On 11/12/06, Ross Bamford <rosco / roscopeco.remove.co.uk> wrote:
> On Sun, 12 Nov 2006 15:01:56 -0000, Peter Schrammel
> <peter.schrammel / gmx.de> wrote:
> > Why is there a limitation at all? I implemented the same thing in perl
> > and it no complains ...
> > Is the regexp engine of perl that much better?
> >
>
> Irrespective of whether regex the best solution for your needs, it seems
> Oniguruma will improve the situation somewhat with respect to large
> regular expressions.

I built a local version of 1.8.5 with the oniguruma engine:
    http://raa.ruby-lang.org/project/oniguruma/

And re-ran (a slight variation of) my test program:

[~]$ ruby foo
Using the <undefined> regex engine.
Converted a list of 1 words into a regex 8 bytes long.
Converted a list of 2 words into a regex 36 bytes long.
Converted a list of 4 words into a regex 48 bytes long.
Converted a list of 8 words into a regex 73 bytes long.
Converted a list of 16 words into a regex 173 bytes long.
Converted a list of 32 words into a regex 352 bytes long.
Converted a list of 64 words into a regex 718 bytes long.
Converted a list of 128 words into a regex 1415 bytes long.
Converted a list of 256 words into a regex 2656 bytes long.
Converted a list of 512 words into a regex 5210 bytes long.
Converted a list of 1024 words into a regex 10105 bytes long.
Converted a list of 2048 words into a regex 19432 bytes long.
Converted a list of 4096 words into a regex 37509 bytes long.
@_@

[~]$ /usr/local/bin/ruby foo
Using the Oniguruma regex engine.
Converted a list of 1 words into a regex 11 bytes long.
Converted a list of 2 words into a regex 16 bytes long.
Converted a list of 4 words into a regex 38 bytes long.
Converted a list of 8 words into a regex 97 bytes long.
Converted a list of 16 words into a regex 185 bytes long.
Converted a list of 32 words into a regex 359 bytes long.
Converted a list of 64 words into a regex 686 bytes long.

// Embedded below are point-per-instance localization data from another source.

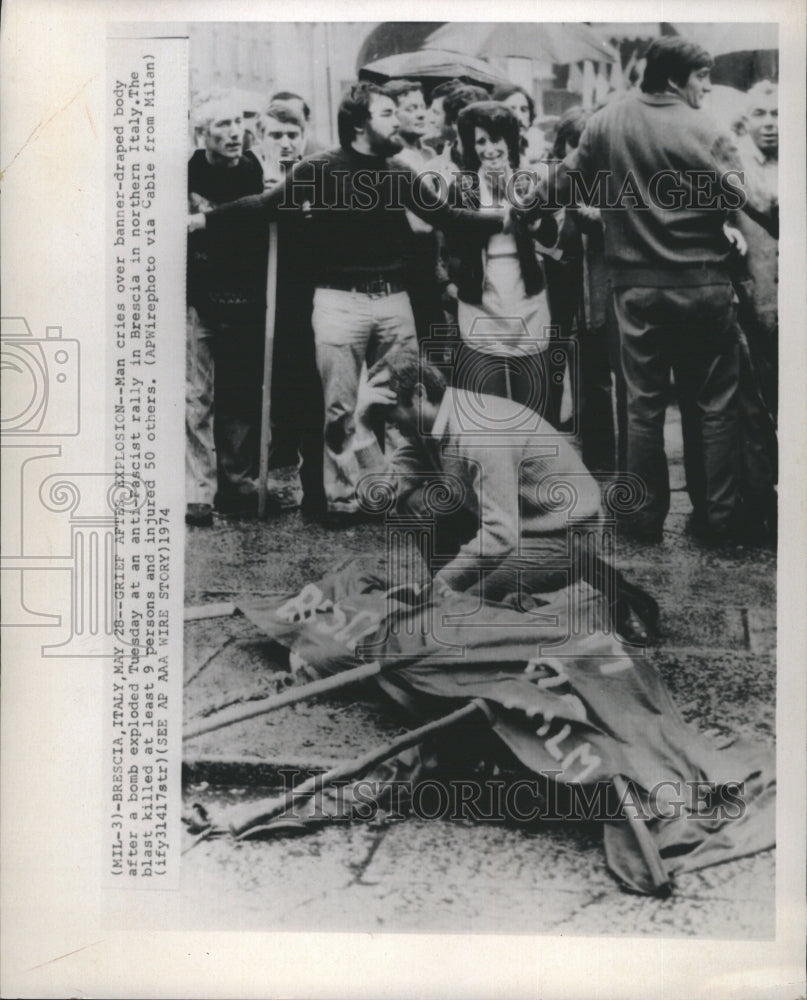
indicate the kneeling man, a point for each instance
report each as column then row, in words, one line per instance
column 525, row 512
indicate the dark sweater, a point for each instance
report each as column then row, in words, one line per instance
column 353, row 207
column 227, row 275
column 642, row 136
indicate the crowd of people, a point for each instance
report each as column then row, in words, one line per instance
column 562, row 287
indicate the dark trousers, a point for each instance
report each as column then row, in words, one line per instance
column 534, row 380
column 691, row 332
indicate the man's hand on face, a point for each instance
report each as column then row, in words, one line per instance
column 373, row 391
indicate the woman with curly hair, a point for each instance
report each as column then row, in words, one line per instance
column 502, row 309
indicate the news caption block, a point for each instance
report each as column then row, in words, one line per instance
column 147, row 155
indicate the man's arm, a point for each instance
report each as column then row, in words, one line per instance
column 406, row 465
column 431, row 203
column 259, row 209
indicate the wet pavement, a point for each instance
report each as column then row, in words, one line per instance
column 717, row 657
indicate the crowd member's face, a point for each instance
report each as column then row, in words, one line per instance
column 412, row 113
column 283, row 141
column 381, row 128
column 697, row 86
column 224, row 137
column 520, row 107
column 418, row 417
column 763, row 123
column 492, row 153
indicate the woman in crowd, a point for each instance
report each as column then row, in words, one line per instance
column 502, row 312
column 579, row 300
column 531, row 139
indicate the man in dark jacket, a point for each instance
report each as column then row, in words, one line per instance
column 354, row 202
column 226, row 289
column 665, row 179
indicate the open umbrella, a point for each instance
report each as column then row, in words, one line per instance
column 432, row 65
column 559, row 44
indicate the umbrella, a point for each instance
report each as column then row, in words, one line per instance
column 559, row 44
column 432, row 65
column 720, row 39
column 726, row 105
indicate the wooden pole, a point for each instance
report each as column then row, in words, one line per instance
column 290, row 697
column 246, row 817
column 268, row 351
column 200, row 612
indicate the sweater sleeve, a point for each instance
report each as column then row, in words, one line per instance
column 430, row 204
column 259, row 209
column 405, row 467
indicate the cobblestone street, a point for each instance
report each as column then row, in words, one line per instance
column 717, row 657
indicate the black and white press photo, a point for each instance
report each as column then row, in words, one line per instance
column 481, row 477
column 403, row 562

Converted a list of 128 words into a regex 1387 bytes long.
Converted a list of 256 words into a regex 2715 bytes long.
Converted a list of 512 words into a regex 5264 bytes long.
Converted a list of 1024 words into a regex 10074 bytes long.

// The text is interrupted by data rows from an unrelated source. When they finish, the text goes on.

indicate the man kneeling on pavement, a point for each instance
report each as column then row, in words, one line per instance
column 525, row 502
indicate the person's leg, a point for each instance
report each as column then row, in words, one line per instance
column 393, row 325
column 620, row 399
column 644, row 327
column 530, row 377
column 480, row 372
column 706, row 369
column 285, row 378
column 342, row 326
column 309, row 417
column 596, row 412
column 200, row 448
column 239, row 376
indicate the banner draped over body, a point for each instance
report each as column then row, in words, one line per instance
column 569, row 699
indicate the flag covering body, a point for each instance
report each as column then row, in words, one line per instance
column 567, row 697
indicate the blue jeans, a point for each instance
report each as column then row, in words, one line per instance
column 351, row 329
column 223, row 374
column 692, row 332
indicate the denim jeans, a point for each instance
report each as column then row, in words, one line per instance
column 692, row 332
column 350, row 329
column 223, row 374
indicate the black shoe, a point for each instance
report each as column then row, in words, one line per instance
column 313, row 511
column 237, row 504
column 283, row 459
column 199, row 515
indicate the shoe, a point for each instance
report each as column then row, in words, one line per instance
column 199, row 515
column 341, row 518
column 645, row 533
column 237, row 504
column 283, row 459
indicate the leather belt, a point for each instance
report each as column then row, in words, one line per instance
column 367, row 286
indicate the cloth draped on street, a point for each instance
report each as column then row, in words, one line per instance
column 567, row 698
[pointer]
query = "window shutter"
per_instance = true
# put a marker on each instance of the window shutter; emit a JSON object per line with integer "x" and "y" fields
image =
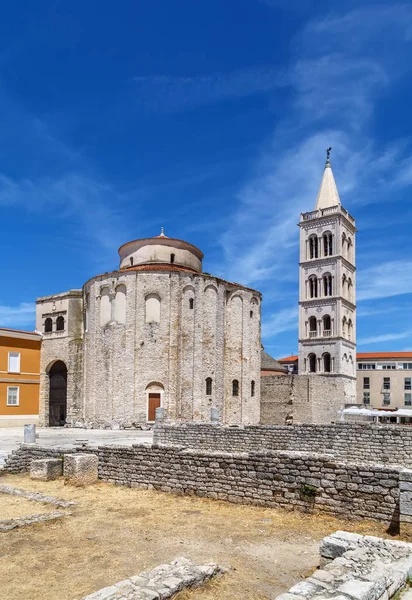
{"x": 14, "y": 362}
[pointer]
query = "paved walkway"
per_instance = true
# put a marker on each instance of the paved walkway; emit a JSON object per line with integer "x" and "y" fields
{"x": 11, "y": 437}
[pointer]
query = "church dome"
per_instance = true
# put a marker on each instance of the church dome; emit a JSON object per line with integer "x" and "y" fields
{"x": 160, "y": 250}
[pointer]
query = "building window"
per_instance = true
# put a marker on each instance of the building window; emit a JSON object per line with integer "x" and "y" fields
{"x": 313, "y": 246}
{"x": 312, "y": 327}
{"x": 312, "y": 363}
{"x": 13, "y": 396}
{"x": 152, "y": 308}
{"x": 313, "y": 286}
{"x": 235, "y": 387}
{"x": 327, "y": 284}
{"x": 14, "y": 362}
{"x": 327, "y": 244}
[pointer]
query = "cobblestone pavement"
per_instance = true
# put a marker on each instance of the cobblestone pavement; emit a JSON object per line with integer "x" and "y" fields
{"x": 11, "y": 437}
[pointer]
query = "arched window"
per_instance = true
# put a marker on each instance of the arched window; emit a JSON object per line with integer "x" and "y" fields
{"x": 120, "y": 304}
{"x": 152, "y": 308}
{"x": 313, "y": 326}
{"x": 327, "y": 326}
{"x": 313, "y": 247}
{"x": 313, "y": 286}
{"x": 327, "y": 284}
{"x": 60, "y": 323}
{"x": 327, "y": 244}
{"x": 326, "y": 363}
{"x": 312, "y": 363}
{"x": 105, "y": 307}
{"x": 235, "y": 387}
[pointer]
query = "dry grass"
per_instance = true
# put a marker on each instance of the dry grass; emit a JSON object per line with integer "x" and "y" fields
{"x": 116, "y": 532}
{"x": 12, "y": 507}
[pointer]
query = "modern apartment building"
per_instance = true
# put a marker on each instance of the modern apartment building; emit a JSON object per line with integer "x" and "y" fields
{"x": 383, "y": 379}
{"x": 19, "y": 377}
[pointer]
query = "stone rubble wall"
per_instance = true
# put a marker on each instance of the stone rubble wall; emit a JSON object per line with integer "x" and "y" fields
{"x": 348, "y": 441}
{"x": 163, "y": 581}
{"x": 357, "y": 568}
{"x": 305, "y": 481}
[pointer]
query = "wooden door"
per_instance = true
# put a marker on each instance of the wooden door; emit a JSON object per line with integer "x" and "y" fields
{"x": 154, "y": 402}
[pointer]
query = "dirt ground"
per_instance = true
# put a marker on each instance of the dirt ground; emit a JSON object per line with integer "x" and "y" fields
{"x": 116, "y": 532}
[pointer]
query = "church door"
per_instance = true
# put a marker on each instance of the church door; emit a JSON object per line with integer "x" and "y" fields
{"x": 154, "y": 402}
{"x": 58, "y": 394}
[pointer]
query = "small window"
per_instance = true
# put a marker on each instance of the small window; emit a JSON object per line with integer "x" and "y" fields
{"x": 13, "y": 396}
{"x": 14, "y": 362}
{"x": 235, "y": 387}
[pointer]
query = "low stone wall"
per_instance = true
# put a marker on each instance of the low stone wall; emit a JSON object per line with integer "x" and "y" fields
{"x": 349, "y": 441}
{"x": 305, "y": 481}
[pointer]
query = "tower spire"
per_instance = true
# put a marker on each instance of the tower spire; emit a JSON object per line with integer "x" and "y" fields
{"x": 328, "y": 194}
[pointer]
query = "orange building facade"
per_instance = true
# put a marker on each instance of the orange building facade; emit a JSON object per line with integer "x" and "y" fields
{"x": 19, "y": 377}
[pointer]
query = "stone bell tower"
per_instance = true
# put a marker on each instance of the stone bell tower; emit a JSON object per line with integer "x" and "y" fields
{"x": 327, "y": 286}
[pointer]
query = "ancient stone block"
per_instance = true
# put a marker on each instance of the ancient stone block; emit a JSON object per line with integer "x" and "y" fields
{"x": 80, "y": 469}
{"x": 46, "y": 469}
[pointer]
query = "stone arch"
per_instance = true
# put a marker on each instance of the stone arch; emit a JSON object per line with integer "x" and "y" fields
{"x": 154, "y": 399}
{"x": 57, "y": 396}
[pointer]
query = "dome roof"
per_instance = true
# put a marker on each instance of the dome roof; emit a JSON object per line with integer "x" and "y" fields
{"x": 160, "y": 250}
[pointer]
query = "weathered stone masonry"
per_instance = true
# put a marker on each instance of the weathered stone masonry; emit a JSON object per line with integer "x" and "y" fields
{"x": 349, "y": 441}
{"x": 266, "y": 478}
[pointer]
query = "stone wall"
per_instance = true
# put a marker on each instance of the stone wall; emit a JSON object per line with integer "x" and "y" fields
{"x": 274, "y": 479}
{"x": 304, "y": 398}
{"x": 350, "y": 441}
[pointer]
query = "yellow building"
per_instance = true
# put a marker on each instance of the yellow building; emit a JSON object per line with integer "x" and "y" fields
{"x": 19, "y": 377}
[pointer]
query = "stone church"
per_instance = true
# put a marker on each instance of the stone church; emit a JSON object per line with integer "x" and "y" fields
{"x": 157, "y": 332}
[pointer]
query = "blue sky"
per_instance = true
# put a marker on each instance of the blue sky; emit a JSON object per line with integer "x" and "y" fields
{"x": 210, "y": 118}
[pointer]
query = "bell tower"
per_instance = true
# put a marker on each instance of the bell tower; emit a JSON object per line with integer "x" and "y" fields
{"x": 327, "y": 285}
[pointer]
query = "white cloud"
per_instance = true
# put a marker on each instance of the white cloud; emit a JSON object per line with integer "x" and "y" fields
{"x": 21, "y": 315}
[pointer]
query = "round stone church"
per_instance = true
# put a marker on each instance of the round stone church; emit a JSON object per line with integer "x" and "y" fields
{"x": 157, "y": 332}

Converted a list of 2048 words into a regex 19439 bytes long.
Converted a list of 4096 words into a regex 37452 bytes long.
Converted a list of 8192 words into a regex 71931 bytes long.

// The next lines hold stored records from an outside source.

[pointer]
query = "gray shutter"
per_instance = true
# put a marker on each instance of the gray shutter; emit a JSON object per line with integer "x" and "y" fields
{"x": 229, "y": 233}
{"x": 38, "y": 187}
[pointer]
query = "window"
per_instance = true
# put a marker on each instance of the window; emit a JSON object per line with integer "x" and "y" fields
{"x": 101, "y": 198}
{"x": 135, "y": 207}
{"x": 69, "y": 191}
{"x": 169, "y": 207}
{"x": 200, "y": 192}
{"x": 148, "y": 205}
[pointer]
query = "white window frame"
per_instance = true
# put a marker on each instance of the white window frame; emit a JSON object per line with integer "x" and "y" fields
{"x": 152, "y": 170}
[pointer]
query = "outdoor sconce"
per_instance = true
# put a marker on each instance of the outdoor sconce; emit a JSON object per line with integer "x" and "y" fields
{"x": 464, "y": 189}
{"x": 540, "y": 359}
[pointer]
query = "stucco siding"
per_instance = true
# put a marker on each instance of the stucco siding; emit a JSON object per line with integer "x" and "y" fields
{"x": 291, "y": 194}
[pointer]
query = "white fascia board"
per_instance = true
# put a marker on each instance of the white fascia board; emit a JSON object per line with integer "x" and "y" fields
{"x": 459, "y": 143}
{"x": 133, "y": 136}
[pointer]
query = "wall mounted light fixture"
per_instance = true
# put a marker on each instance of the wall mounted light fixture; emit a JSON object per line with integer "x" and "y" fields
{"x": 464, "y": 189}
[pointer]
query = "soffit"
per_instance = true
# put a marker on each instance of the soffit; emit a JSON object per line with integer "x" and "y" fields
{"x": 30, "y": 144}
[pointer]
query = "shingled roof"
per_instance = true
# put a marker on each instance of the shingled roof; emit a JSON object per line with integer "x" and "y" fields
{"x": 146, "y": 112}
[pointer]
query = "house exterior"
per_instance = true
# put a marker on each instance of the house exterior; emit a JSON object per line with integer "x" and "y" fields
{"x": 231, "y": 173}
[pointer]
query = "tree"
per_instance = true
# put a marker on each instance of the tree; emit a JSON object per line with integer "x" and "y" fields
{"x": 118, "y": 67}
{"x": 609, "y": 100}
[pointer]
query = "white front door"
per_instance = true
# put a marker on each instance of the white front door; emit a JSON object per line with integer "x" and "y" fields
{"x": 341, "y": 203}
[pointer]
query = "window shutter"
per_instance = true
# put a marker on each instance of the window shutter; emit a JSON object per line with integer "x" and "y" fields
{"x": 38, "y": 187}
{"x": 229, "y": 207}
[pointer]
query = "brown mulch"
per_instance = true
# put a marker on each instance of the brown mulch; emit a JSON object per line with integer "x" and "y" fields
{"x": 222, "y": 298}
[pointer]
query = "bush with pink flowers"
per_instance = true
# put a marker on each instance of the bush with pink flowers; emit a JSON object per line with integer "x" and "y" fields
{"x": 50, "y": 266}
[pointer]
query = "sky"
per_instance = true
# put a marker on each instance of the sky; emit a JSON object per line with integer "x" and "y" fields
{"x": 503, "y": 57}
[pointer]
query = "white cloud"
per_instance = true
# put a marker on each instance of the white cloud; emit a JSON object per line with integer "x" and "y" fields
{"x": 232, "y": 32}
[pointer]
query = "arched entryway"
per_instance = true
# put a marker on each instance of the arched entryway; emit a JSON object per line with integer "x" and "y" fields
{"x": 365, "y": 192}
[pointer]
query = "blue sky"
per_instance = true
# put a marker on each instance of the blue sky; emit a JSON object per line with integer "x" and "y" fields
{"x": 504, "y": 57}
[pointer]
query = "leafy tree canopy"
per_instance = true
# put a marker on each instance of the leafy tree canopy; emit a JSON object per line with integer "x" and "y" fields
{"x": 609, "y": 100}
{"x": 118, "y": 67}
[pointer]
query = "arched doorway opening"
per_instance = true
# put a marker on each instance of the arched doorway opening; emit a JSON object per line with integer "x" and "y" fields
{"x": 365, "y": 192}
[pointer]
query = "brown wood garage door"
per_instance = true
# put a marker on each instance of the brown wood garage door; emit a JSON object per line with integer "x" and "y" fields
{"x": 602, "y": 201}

Converted a list of 16384 words into a regex 135572 bytes long.
Converted a list of 32768 words into a regex 253027 bytes long.
Converted a list of 65536 words into a regex 461607 bytes long.
Converted a list of 131072 words into a regex 808171 bytes long.
Converted a list of 262144 words into a regex 1326345 bytes long.
Converted a list of 479625 words into a regex 1873539 bytes long.